Appearance
Quickstart Guide
This guide will help you get started with ColliderML datasets from HuggingFace Hub.
Installation
Install ColliderML using pip:
bash
pip install collidermlOr install from source:
bash
git clone https://github.com/OpenDataDetector/ColliderML.git
cd colliderml
pip install -e .Loading Your First Dataset
The ColliderML dataset is hosted on HuggingFace Hub and can be loaded using the standard datasets library:
python
from datasets import load_dataset
# Load the ttbar particles dataset (no pileup)
dataset = load_dataset(
"CERN/Colliderml-release-1",
"ttbar_pu0_particles",
split="train"
)
print(f"Loaded {len(dataset)} events")Prefer a local CLI + loader workflow?
The HuggingFace datasets approach is great for quick access. For analysis workflows, ColliderML also provides a more convenient pattern:
colliderml.load("ttbar_pu0")— one-liner that downloads on first call, then caches- explode event tables into flat tables with
colliderml.polars.explode_*
python
import colliderml
from colliderml.polars import explode_particles
# Downloads on first call, reads from the local cache afterwards.
frames = colliderml.load("ttbar_pu0", tables=["particles"], max_events=200)
particles_flat = explode_particles(frames["particles"])See the Library overview, then:
Generate events yourself
New in v0.4.0. Instead of downloading pre-generated data, you can simulate your own events locally (inside the ODD software container via Docker or Podman) or submit a job to the SaaS backend:
python
import colliderml
# Local: needs `pip install "colliderml[sim]"` plus Docker or Podman.
result = colliderml.simulate(preset="ttbar-quick")
print(result.run_dir) # parquet outputs land here
# Remote: needs `pip install "colliderml[remote]"` and an HF token.
result = colliderml.simulate(preset="higgs-portal-quick", remote=True)
print(result.remote_request_id)Full details in the Local Simulation and Remote Simulation guides.
Score your model against a benchmark task
New in v0.4.0. Six built-in benchmark tasks (tracking, jets, anomaly, and three systems tasks) let you compare any model on equal footing:
python
import colliderml.tasks
# What's available?
print(colliderml.tasks.list_tasks())
# Score local predictions
scores = colliderml.tasks.evaluate("tracking", "my_preds.parquet")
print(scores)
# Upload to the leaderboard (earns credits on new bests)

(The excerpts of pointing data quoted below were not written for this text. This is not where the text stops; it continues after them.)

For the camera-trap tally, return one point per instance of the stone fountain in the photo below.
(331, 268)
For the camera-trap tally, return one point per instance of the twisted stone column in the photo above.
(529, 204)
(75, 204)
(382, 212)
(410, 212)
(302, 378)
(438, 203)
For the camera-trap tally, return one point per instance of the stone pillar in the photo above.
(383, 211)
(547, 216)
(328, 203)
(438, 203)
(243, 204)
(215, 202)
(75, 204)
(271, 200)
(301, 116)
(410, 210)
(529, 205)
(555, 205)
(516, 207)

colliderml.tasks.submit("tracking", "my_preds.parquet")See the Benchmark Tasks guide for the full workflow.
Understanding Dataset Structure
The ColliderML dataset is organized with configurations that combine:
- Process: The physics process being simulated (e.g.,
ttbar,ggf,dihiggs) - Pileup: The pileup condition (e.g.,
pu0for no pileup,pu200for 200 pileup) - Object Type: The detector data type or hierarchy level
Available Configurations
Each configuration name follows the pattern {process}_{pileup}_{object_type}. For example:
ttbar_pu0_particlesggf_pu200_calo_hitsdihiggs_pu0_tracks
ColliderML provides multiple views of collision events:
particles: Truth-level particle information (Monte Carlo truth)tracker_hits: Detector measurements in the tracking systemcalo_hits: Detector measurements in the calorimetertracks: Reconstructed particle tracks
Loading Different Configurations
python
from datasets import load_dataset
# Load truth-level particles
particles = load_dataset(
"CERN/Colliderml-release-1",
"ttbar_pu0_particles",
split="train"
)
# Load tracker hits (detector measurements)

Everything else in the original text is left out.